This is not to say, however, that I didn’t go to the bathroom during the intermission and stuff a million tissues into my evening bag. Because while I may be intrepid, I am not stupid.

I did manage to keep it together, letting only a few ladylike tears and only the slightest quiver of my bottom lip. I did also hear a few hiccups from my mother, who is one of the most emotionally repressed people on the planet. And anonymous sobs from elsewhere in the audience. Apparently to make it through that show unscathed, you must be a robot. Or perhaps it is just kryptonite to anyone with a vagina. I don’t know.

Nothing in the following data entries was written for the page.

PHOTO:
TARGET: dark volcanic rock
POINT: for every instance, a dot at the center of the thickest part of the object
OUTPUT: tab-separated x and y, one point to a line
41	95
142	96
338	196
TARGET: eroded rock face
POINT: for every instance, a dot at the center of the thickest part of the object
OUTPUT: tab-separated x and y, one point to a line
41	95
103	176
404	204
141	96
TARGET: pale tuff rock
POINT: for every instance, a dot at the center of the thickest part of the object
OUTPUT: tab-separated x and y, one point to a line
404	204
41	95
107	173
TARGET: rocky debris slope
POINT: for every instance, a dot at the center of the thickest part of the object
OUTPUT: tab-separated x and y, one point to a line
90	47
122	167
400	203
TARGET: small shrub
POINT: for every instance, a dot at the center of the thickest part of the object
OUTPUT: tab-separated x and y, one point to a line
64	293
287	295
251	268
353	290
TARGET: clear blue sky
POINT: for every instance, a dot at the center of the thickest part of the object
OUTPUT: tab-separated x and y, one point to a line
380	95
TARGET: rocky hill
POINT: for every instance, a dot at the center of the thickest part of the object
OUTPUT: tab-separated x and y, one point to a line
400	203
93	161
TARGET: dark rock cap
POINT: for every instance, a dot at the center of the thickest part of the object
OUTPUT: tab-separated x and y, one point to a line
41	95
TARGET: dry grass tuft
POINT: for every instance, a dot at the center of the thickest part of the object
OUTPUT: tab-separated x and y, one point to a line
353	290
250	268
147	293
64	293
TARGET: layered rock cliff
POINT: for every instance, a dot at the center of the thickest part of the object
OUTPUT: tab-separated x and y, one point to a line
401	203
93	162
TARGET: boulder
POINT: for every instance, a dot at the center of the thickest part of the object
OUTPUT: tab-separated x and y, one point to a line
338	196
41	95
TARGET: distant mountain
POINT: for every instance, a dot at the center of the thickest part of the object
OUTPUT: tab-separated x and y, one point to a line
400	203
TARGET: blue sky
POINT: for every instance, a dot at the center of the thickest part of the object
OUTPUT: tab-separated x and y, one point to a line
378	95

Someone should do a study.

However, at the end, we skirted out of our aisle as the cast was taking their third bows, hoping to avoid the massive rush of folks at the coat check and the valet stand. However, when I got to the coat check, I realized that I had no idea where my ticket was and had to step to the side and then disassemble my purse, digging through the effluvium of tissue like I was disemboweling a much loved stuffed animal. And by the time I found it, there were exactly 80 people in line waiting for the four valets to run out to the parking lot and fetch their cars. O.Henry strikes again. However, it did give me a chance to snap a photo of the Chihuly chandelier, and then, as most of the patrons were gone, leaving only the sad snaking valet line, we were treated to the inexplicable lobby music of the theme song from All in the Family and also Batman. Nothing is a Broadway musical buzzkill like listening to Edith Bunker, let me tell you.

But my ranking as second-favorite daughter is secure for at least another theatre season, so it was an evening well spent. And it strangely enough fulfilled the singing hooker theme that strings our theatre evenings together. I think I’m running out of musicals featuring prostitutes, though. Unless there’s a revival of Best Little Whorehouse scheduled to hit Northeastern Wisconsin.

Now off to clear the driveway. We got eight inches of snow, the plow has been through and we can’t get out of our driveway and get started on our To Do List until it gets cleared. What we lack in culture, we more than make up in thankless snow clearing. Go us.